It’s a Hard-Knock Life
This mothering thing, it’s hard.
Yes, it’s hard being a dad, too, but I personally have no experience with that. I can only speak from this particular mom’s point of view. I should also preface this by saying that I think it’s difficult for all mothers, and I’m certainly not here to compare who has the worst circumstances. I think that there’s always someone who has it harder, but that doesn’t mean what all moms do everyday is easy, either, regardless of finances, careers, disabilities, family/support, marital status, etc.
It’s hard taking care of needy little people all the time, little people who aren’t rational, who tend to yell for no reason, constantly demanding more than I want to give. It’s hard to constantly second-guess myself, wondering if I’m doing a good job–if they’re eating enough vegetables, if they’re getting sick yet again, if I yell too much (yes), if I read to them enough (no), if we do enough fun things together, if I should say yes to them more. Of course, I’m also wondering what generally healthy meal I can get them to eat without a battle (or bribery, on a good night) because for some reason, the unreasonable people expect dinner every night… and then, they want drinks. And drink refills, when they spill what I gave them the first (and second) time. It doesn’t concern them much that I probably didn’t get much sleep last night and all I want is to not be touched for five minutes, and maybe for a chance to nap.

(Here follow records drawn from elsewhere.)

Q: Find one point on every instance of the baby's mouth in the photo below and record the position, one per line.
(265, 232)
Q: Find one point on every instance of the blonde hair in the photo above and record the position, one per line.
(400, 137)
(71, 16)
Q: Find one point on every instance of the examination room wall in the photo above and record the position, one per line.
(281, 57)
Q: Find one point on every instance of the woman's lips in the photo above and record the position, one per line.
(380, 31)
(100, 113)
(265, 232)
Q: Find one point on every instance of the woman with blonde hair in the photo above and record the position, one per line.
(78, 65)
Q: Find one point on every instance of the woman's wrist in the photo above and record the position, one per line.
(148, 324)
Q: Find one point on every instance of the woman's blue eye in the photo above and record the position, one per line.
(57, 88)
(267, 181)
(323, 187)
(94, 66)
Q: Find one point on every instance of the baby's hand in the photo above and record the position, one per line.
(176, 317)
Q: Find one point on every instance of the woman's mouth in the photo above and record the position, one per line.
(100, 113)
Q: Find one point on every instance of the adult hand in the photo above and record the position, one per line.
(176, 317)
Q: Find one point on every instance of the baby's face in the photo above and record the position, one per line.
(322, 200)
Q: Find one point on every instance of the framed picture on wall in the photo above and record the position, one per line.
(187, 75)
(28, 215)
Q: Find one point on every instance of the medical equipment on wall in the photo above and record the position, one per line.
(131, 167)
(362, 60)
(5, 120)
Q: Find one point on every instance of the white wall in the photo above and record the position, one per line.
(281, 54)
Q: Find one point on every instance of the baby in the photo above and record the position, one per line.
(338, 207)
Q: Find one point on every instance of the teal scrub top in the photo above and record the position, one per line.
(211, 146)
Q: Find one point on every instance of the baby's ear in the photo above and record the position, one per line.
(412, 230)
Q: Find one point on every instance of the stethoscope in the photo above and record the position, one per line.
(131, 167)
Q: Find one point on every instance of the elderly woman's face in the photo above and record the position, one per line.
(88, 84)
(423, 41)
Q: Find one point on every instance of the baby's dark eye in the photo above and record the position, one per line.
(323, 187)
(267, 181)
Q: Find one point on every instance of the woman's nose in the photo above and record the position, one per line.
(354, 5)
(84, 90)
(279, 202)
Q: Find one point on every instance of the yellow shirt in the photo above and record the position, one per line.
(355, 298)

It’s hard to decide who needs her mommy more: the baby who is done with hanging out on the floor and would like to be fed, or the toddler who woke up too early, angry at everything and has to be wrestled into snuggling for a few minutes–which is what she really does want.
It’s hard getting ignored and yelled at and told that I’m mean when I’m trying to get my kids to behave or follow a simple command. They push me to the end of my patience, and then they push me some more. I sometimes think, “I can’t do this anymore. I just can’t do this,” although I’m fully aware that I don’t have a choice, nor do I really want one.
It’s not really surprising to me to find that I’m selfish, lazy, and impatient. God decided to use a magnifying glass in the shape of three little girls to point out my faults until they’re glaringly obvious. I’m sure it’s for my own good; in order to correct them I have to know what to work on. However, it’s easy to think in lofty goals of getting all the things done, with a gentle, patient spirit, and quite another thing when faced with thinking up a dinner idea at 5:00 when the kids are crazy and whiny and already complaining about what I haven’t yet served them. I get frustrated with them on a daily basis, a constant lesson in giving up control and how I think things should go.
It’s hard, yes, but that makes the victories sweeter. In the past two days, I’ve caught each of the bigger girls making their baby sister laugh. I grin when I see Sophie do a funny little side-shuffle down the hall when it’s time to tuck her in. Everyday, Grace greets me after school by running at me and shouting, “Mommy!” repeatedly, as if it’s been 7 years and not 7 hours since I’ve seen her last. Today, Sophie proclaimed that her lunch was “dee-wicious!” and last night, Grace ate without complaining, even though I know the meal was not something she cared for. I find books sprawled next to Gemma’s usual haunts, because the girls “read” to Gemma to entertain her when I can’t pick her up the second she fusses. When the kids set out their play food and dishes, they cross themselves and pray before pretending to eat.
Yes, this mothering thing, it’s hard, but I know I’m a much better person for it.